Is it possible to get the name of the user using Revit API who deleted the Element from Revit collaboration model?
Thanks in advance.
Best regards,
Raja.
Solved! Go to Solution.
Solved by RPTHOMAS108. Go to Solution.
Solved by jeremy_tammik. Go to Solution.
No sorry. In fact, even worse, you cannot retrieve any information at all about deleted elements. The element is deleted and all its data is gone, afaik. If you wish to track it, you need to cache its data before deletion.
Yes as Jeremy noted it is pretty difficult. You could log the ElementIds against username but there are mainly two issues with that:
Seems to be a recurring theme that people want to know more about the deleted items, what would be the motivation? The element is no more...it is an ex-element! If you don't want something deleted it seems better for users to run an add-in that marks the element then either posts a failure or cancels an event when deletion is attempted.
If you just want to track whether people are deleting a lot of elements in general, you can very easily implement a DocumentChanged event handler that is notified when elements are added, modified and deleted. The affected element ids are provided. However, as noted above, no further data is available for the deleted ones. Here is more on DocumentChanged and the more complex and powerful DMU framework:
https://thebuildingcoder.typepad.com/blog/about-the-author.html#5.31
Here are more thoughts and a PoC on tracking model modifications in general:
In practical terms you would be using:
DocumentChangedEventArgs.GetDeletedElementIds from Application.DocumentChanged
or
UpdaterData.GetDeletedElementIds from IUpdater.Execute
You can't get UID from these since the element is no longer available to look it up on.
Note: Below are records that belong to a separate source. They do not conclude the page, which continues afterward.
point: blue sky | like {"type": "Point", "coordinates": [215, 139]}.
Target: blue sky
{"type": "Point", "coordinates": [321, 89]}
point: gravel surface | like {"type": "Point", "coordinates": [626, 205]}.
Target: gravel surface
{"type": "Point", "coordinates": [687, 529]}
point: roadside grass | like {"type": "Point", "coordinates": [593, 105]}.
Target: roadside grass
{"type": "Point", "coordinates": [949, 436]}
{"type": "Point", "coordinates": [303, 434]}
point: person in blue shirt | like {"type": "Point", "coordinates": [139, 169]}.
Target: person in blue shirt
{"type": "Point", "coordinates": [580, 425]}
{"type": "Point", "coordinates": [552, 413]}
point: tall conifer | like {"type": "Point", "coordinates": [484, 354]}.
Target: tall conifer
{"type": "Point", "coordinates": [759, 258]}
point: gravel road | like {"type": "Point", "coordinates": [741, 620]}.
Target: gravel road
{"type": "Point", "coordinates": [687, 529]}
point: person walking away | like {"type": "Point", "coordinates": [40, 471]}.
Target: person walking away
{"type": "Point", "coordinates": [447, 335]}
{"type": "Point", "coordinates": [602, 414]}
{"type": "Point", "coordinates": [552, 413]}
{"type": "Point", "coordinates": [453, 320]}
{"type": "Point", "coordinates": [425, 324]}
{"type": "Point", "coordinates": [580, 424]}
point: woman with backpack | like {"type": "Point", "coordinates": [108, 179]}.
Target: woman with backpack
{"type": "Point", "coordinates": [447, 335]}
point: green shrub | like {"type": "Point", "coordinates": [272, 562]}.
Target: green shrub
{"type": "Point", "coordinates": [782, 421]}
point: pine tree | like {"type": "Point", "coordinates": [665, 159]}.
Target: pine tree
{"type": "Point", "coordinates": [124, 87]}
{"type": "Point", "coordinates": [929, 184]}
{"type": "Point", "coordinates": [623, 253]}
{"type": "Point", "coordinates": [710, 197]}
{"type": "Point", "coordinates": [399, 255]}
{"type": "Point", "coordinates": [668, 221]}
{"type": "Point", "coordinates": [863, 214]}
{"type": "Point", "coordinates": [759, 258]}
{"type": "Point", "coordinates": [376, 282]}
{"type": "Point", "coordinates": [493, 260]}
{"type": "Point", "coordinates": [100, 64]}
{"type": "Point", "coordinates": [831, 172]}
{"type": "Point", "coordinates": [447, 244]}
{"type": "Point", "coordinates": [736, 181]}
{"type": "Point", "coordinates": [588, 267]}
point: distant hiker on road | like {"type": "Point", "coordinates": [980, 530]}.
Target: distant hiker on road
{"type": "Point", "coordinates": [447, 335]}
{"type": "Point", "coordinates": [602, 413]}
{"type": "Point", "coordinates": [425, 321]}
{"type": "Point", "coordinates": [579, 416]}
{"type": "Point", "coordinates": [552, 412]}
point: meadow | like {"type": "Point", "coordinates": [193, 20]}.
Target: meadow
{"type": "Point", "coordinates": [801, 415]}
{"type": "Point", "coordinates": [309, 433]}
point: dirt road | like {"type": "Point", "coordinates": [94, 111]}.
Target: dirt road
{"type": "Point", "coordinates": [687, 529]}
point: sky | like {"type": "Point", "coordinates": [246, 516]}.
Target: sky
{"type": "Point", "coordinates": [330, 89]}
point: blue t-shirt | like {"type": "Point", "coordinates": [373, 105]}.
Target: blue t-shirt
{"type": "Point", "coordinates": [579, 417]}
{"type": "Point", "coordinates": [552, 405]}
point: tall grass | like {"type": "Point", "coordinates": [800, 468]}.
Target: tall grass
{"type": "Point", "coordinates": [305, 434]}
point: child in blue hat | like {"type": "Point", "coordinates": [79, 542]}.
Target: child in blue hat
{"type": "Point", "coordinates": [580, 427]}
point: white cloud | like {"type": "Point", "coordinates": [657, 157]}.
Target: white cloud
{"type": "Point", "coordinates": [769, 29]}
I rack my brains to think how you could do this without implicating the wrong person but I think the simple answer is whatever method you use system failures could lead to the wrong person being implicated.
As an extreme example:
Evertime Application.DocumentSynchronizedWithCentral occurs you make a copy of the central and store it somewhere. By comparison of time stamps or information added to the central you can tell who synchronised that copy.
However what if copying failed leading to a missing record. Under that circumstance the last record shows the element missing but perhaps that was just because they acquired the change from elsewhere via ReloadLatest.
It's a human management issue no? If you have two production lines with two people on each and on one of those lines they are pointing the finger at one another then swap one of those with one from the other production line. In the end you'll find the common denominator(s). Also they have to address the atmosphere and what leads to the person not being open about the mistakes they've made. There used to be this idea in construction that mistakes are so critical to identify that you have to foster an atmosphere where when somebody makes a mistake they can be open about it. A 'first mistake = last mistake' atmosphere leads to a situation where the mistakes are left to reveal themselves.
The other issue is that in the end someone deleted it but someone should spot it missing. If a drawing goes out with a missing column for example then that is a systemic problem. There should be more than one person at fault in that scenario or it points to someone being overburdened with both production and final checking (akin to an overburdened defender in chess). Any system will fail if it doesn't recognise that humans operating within it are not infallible. If the error was spotted before there were major consequences then that is worth recognising as the system working.
As a developer I would tend to focus on what can be done to enable users not to make such errors. As noted previously there are mechanisms to protect things considered unchangeable. There are even therefore ways of restricting what categories or individual elements a particular user can change.
Its not an API solution, but honestly, I think the best solution is to Pin important things you don't want deleted. Its kind of a pain, because to move or edit anything that is pinned, you have to unpin it and then re-pin it.
But a user can't delete anything that's pinned without unpinning it first. That does stop a lot of non-intentional deletions.
Many thanks to Steve and Richard for your insight! Preserved here for posterity:
https://thebuildingcoder.typepad.com/blog/2021/12/logging-and-monitoring-deleted-data.html#3
A little late to the game here, but I saw this post mentioned in @jeremy_tammik's blog.
The simplest way to track deleted elements is by iUpdater, as that remains synchronised with the document state.
The trick to recording element deletion and maintaining some inkling of what the element was is to have a lookup table. The lookup table should be initialised once, and then maintained via iUpdater (added/modified). The key for the lookup table should be the elementId. The value could be a simple description such as:
Wall;300RC;0,0,0;10,10,0;3.0;Concrete;2021-12-21
(Category;Type;Start Point;End Point;Height;Material;Added/Modified Date)
This lookup table could be very large if all elements are monitored (or if descriptions are long). If only a few categories are monitored, storing the lookup table in a DataStorage element would work. For a vast number of categories/elements etc? Something like MongoDB would do just as well. It wouldn't matter if the data was a little stale.
Another way could be to redefine the Delete command. In the redefined command you would capture the element details, then proceed with deletion. An iUpdater could then process the data.